Since the last treaties were signed in 1871, AI/AN populations have been burdened with inadequate access to health care resources and services.106,107 AI/AN health disparities in the United States are a social justice issue that should be recognized as a national priority to increase resources and services for this population. Clearly, there are educational gaps in both the fields of public health and medicine in accurately reporting self-reported race/ethnicity and accounting for misclassification in research analysis. Such topics should be at the forefront of educational curricula. Furthermore, promoting equitable research should also be at the forefront. Incorporating the CONSIDER statement was an intentional use of an Indigenous framework to strengthen research and advance Indigenous health outcomes.
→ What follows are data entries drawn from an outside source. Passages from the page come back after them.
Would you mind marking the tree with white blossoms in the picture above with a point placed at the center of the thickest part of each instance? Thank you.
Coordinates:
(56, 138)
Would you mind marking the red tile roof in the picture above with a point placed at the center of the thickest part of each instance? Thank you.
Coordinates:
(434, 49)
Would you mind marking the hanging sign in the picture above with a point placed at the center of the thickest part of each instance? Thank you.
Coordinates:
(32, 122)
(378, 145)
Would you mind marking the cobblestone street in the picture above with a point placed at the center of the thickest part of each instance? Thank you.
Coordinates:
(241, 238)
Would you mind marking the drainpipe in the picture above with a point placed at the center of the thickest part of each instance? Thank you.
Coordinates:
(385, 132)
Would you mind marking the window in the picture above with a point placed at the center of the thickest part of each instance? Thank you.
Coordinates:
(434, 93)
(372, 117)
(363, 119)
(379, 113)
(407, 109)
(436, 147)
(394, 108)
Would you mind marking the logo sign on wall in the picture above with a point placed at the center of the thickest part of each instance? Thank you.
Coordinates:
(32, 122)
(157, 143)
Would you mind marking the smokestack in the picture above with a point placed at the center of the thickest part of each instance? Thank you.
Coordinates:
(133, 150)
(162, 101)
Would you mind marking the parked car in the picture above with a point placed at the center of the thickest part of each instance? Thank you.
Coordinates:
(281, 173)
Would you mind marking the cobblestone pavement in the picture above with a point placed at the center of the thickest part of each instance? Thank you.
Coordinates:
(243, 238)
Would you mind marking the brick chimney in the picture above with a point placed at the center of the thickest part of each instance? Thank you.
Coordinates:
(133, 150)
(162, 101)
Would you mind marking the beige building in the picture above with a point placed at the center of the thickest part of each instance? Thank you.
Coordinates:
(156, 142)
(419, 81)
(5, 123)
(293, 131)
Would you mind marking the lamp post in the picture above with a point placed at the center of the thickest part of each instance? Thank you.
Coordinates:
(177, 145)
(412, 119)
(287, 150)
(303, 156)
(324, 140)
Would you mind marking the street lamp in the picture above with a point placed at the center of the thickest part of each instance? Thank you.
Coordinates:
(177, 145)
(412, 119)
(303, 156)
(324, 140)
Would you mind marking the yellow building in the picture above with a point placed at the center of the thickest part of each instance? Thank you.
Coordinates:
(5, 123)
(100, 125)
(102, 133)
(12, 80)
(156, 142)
Future research should be led by and in partnership with Native researchers and organizations. When researchers and health clinicians are of diverse racial and ethnic backgrounds, this advances health equity work.
Limitations
Limitations to this study include that most were retrospective observational studies, for which missing data are inevitable. Outcomes evaluated were limited to published articles and in the English language only. Regarding the CONSIDER criteria, some of the domains are difficult to establish such as Native researchers might be members of the team but not work for a tribe or tribal serving organizations.
Conclusion
Cancer surveillance data represent real patients in the United States and should accurately reflect their identities. Adherence to self-reported race/ethnicity in data collection for research and health information is essential to understanding racial health disparities especially for many minoritized populations, such as AI/AN populations. The implications of the findings of this review are far-reaching, including how oral health data are related to cancer. Oral health is associated with cancer incidence and survival; however, misclassification adds another layer of complexity to understanding the impact of poor oral health. By using cancer data as an example, the impact of misclassification of race on AI/AN populations is evident. To ensure equitable representation of AI/AN communities, and thwart further oppression of minorities, specifically AI/AN peoples, is through accurate data collection and reporting processes. Data linkages improve data quality and data integrity.
Authors’ Contributions
J.S., A.J.L., and J.P. conceived the study. A.J.L., A.H., and J.E.C. completed the analysis. A.J.L. led the writing.
Ethical Approval and Consent to Participate
Ethical approval and patient consent were not required. This material is the author’s own original work, which has not been previously published elsewhere.
Author Disclosure Statement
The authors declare no conflicts of interest.
Funding Information
Support for this research comes from the CareQuest Institute of Oral Health through their Advancing Equity through Oral Health funding initiative.